Sometimes you really have to spend some time to experiment with your analogue camera to learn what its limits are. Here’s what I learned about the Olympus Trip 35.
Every camera has its strengths and weaknesses. The Olympus Trip 35 is no exception. While devoted fans attest to this little camera’s versatility, it still has some limitations.
I like the look of redscaled photos that have more blue green hues. The Lomography Redscale XR 50-200 is one of my favorite Lomo films, which can produce the colors that I like. However, I also enjoy making my own redscale films.

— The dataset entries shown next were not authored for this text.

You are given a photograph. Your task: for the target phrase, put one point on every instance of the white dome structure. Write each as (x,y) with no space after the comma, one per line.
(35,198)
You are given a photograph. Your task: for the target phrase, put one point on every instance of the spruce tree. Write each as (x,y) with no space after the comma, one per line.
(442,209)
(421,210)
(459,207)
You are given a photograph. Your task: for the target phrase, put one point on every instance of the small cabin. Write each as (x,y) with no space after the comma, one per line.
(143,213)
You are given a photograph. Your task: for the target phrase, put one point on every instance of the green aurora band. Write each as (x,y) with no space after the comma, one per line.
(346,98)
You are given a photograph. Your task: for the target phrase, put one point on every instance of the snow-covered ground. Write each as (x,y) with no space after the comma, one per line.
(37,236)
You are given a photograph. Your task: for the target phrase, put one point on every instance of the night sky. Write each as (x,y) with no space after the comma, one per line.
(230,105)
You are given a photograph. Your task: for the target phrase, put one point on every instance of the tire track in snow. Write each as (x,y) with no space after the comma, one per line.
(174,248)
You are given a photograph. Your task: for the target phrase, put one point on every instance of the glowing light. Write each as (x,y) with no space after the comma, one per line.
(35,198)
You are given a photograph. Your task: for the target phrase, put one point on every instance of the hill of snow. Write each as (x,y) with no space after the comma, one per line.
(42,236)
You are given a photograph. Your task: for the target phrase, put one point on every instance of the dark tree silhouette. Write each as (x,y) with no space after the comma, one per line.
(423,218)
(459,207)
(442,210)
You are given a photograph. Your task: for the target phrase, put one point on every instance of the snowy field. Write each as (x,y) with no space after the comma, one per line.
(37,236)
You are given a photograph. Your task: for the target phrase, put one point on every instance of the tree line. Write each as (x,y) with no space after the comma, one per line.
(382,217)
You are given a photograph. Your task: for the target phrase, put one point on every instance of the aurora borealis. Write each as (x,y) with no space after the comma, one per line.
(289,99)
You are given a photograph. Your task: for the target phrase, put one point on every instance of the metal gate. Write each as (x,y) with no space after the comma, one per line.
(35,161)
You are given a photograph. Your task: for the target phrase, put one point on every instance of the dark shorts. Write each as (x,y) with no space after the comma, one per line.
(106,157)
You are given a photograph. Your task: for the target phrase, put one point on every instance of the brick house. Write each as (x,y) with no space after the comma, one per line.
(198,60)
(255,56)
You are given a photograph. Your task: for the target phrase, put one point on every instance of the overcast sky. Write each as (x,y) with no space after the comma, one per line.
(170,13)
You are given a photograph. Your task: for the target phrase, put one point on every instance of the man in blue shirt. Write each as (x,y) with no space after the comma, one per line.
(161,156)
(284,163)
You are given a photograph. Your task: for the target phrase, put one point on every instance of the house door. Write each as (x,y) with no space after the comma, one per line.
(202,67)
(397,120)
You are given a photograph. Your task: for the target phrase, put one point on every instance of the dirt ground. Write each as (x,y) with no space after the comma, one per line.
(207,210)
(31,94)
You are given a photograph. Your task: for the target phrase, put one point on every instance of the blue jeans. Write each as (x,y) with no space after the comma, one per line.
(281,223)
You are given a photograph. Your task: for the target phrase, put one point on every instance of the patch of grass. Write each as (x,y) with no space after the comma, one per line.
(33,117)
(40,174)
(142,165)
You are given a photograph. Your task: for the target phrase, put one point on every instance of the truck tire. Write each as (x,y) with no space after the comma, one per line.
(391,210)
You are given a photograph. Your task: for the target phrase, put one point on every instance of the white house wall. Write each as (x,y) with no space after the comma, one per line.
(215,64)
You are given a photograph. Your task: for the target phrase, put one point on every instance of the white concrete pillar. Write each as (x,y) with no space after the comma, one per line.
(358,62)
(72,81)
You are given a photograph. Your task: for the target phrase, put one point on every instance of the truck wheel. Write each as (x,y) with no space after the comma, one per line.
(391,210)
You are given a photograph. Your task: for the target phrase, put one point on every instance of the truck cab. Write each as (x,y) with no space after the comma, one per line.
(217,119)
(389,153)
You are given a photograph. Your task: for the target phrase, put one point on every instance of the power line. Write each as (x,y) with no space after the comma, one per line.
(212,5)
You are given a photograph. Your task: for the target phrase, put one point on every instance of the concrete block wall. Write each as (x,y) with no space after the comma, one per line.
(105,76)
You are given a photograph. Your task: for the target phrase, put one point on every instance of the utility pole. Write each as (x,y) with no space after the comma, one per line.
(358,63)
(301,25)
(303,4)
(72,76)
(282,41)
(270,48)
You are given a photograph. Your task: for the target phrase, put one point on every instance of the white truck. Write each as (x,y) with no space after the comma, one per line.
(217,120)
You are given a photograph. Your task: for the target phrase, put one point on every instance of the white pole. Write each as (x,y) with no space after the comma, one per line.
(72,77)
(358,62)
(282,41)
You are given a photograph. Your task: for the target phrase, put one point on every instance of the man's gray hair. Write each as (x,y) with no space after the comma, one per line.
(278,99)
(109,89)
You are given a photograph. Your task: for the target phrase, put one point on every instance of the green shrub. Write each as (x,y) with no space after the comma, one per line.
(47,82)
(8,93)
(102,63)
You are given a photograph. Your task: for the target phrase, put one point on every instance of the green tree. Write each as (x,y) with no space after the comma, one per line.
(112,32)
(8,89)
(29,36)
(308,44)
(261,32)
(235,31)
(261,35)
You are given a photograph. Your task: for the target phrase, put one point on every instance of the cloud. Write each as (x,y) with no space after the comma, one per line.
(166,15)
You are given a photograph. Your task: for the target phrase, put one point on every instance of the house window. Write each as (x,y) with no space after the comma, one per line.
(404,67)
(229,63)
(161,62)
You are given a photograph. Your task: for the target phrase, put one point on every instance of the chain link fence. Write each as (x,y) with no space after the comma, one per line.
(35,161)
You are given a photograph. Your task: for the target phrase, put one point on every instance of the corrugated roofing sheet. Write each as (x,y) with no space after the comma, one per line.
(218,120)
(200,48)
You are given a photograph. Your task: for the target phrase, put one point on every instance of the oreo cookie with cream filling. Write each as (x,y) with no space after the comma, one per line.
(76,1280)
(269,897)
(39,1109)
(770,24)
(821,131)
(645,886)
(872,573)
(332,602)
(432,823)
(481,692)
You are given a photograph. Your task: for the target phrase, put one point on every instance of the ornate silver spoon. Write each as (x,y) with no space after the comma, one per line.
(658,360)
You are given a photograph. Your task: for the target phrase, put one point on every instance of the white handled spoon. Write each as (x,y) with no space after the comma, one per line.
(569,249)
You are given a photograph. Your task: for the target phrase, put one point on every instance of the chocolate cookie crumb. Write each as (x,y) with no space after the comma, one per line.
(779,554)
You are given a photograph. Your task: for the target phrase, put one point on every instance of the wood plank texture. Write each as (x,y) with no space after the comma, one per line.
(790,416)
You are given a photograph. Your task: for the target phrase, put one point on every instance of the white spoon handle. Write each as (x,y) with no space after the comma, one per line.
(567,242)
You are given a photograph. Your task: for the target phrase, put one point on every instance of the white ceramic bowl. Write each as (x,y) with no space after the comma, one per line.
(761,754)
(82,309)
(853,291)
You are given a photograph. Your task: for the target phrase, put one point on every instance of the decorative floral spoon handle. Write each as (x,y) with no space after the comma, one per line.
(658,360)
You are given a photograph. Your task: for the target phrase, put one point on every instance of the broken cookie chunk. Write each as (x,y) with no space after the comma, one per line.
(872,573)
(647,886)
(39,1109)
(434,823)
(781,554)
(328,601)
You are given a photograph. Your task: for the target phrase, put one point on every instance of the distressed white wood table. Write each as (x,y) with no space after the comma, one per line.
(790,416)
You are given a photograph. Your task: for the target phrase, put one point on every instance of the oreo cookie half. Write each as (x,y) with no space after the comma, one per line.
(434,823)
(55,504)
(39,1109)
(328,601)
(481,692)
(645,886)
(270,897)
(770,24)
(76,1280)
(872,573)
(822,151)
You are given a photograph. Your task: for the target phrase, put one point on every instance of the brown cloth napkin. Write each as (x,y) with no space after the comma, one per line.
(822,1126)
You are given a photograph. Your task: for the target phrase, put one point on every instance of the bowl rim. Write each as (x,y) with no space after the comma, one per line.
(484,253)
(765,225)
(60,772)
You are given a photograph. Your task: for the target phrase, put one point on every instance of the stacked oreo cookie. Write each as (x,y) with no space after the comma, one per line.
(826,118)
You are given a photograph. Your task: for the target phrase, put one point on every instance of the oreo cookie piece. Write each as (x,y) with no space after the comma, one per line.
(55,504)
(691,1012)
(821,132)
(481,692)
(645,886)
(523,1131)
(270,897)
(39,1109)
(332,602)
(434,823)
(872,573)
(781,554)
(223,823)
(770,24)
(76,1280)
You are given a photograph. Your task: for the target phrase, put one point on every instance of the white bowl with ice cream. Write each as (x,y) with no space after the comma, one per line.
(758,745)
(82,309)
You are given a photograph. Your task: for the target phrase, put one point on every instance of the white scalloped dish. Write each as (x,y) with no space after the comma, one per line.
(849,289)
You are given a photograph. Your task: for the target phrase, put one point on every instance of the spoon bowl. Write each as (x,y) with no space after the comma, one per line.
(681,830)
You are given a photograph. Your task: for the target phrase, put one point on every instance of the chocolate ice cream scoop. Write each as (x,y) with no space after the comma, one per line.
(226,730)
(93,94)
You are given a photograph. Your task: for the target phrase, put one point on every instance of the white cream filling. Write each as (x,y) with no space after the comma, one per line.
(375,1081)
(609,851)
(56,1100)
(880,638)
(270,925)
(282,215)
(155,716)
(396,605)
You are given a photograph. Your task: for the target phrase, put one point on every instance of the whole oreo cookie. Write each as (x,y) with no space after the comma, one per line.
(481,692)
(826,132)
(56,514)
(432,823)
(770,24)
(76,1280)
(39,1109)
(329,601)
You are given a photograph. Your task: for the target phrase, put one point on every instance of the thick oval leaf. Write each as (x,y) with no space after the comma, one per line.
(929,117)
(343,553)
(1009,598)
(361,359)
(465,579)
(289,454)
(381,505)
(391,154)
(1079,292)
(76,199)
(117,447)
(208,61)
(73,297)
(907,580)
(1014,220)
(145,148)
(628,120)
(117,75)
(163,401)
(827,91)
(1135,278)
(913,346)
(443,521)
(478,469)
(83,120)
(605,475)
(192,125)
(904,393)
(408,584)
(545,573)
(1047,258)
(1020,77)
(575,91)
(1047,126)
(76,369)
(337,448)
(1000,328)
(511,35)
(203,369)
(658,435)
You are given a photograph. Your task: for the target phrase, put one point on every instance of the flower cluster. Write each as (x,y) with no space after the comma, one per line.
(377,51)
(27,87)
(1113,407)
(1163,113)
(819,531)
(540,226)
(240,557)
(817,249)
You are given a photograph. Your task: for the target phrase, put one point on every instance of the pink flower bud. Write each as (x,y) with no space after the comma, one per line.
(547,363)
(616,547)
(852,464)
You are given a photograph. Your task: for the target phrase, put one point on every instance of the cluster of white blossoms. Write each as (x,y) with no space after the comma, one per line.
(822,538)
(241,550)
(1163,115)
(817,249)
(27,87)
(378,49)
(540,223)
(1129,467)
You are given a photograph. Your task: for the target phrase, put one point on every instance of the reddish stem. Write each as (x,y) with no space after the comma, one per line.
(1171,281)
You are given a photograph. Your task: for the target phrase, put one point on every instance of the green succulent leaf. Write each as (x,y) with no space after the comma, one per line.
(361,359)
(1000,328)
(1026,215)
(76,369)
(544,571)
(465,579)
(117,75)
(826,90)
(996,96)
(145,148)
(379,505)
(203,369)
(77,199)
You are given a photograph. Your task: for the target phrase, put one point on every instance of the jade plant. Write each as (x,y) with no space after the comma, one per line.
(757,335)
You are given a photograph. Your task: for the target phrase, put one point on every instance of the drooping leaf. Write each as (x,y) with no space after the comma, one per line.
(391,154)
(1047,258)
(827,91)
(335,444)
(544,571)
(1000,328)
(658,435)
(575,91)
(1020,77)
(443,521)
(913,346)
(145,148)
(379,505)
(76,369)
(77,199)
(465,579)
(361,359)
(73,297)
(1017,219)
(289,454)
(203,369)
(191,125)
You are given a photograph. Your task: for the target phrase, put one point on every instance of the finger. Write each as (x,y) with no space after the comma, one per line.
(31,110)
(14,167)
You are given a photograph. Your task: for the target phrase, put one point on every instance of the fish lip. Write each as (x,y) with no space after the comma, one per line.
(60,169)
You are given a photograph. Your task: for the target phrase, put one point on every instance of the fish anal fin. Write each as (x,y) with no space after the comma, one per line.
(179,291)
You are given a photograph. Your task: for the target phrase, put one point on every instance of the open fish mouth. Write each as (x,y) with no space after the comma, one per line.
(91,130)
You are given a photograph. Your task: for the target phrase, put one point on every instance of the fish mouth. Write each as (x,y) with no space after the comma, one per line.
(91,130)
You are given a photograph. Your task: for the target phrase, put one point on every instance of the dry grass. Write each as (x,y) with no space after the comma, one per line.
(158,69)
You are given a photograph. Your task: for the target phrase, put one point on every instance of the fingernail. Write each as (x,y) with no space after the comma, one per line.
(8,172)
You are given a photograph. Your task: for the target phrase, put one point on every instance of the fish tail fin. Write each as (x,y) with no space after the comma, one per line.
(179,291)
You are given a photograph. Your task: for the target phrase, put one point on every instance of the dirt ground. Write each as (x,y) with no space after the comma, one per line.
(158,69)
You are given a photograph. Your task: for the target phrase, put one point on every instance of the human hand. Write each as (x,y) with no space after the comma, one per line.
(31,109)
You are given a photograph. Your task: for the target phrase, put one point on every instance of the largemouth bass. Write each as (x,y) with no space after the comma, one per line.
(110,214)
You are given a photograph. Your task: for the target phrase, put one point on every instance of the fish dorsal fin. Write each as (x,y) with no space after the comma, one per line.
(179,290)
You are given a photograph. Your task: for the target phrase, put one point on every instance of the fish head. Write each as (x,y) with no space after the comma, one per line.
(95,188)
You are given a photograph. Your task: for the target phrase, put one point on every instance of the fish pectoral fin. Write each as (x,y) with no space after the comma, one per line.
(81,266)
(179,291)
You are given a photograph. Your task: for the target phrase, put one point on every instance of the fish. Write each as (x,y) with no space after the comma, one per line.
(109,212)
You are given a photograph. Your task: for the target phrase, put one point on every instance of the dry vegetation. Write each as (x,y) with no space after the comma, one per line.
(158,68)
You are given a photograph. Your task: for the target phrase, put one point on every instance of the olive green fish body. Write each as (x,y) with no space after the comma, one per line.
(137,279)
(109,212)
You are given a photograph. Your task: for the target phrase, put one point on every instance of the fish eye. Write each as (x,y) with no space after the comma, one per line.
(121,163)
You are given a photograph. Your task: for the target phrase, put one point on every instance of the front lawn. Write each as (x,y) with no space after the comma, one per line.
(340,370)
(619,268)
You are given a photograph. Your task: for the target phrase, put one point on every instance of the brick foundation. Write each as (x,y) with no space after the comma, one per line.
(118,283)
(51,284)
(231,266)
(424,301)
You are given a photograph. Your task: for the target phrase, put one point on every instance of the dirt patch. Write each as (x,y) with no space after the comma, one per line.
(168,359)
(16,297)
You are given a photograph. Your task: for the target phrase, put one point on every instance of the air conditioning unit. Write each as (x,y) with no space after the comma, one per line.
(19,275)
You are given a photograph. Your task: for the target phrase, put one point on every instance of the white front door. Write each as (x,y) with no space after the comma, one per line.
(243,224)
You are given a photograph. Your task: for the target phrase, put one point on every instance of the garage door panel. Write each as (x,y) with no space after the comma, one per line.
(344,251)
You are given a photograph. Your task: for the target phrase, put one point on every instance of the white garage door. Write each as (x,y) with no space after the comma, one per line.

During a Lomo walk last year, I used my Olympus Trip 35 with a roll of homemade redscaled film. It was a hot and bright day. As I wanted a lighter look to my photos I rated the film at ISO 25 thinking that the photos will be overexposed and will produce light orange-red colors. But they didn’t. It came out rather dark for my liking.
I have read other Olympus Trip 35 users’ experiments with a normal roll of film but I could not see the difference. Curiosity got the better of me. I wanted to know how redscaled photos will turn out if I overrode the camera’s automatic exposure settings. So on one sunny day I did a simple test. I shot another roll of DIY redscaled film at the various ISO speeds and F-stops just to see what the results would look like.
Here are the results of my simple test:
Shot at ISO 25 F2.8
Shot at ISO 25 F5.6
Shot at ISO 25 F8
Shot at ISO 25 F11
Shot at ISO 50 F2.8
Shot at ISO 50 F5.6
Shot at ISO 50 F8
Shot at ISO 50 F11
Shot at ISO 100 F2.8
Shot at ISO 100 F5.6
Shot at ISO 100 F8
Shot at ISO 100 F11
For me this was a disappointing experiment as the results were not what I had hoped for. I can’t see much difference at all! I suspect the camera by default used the film’s ISO 200 speed and exposed accordingly. While the photos did not turn out as expected, I learned a new thing about the camera.
What did you learn about your Olympus Trip 35?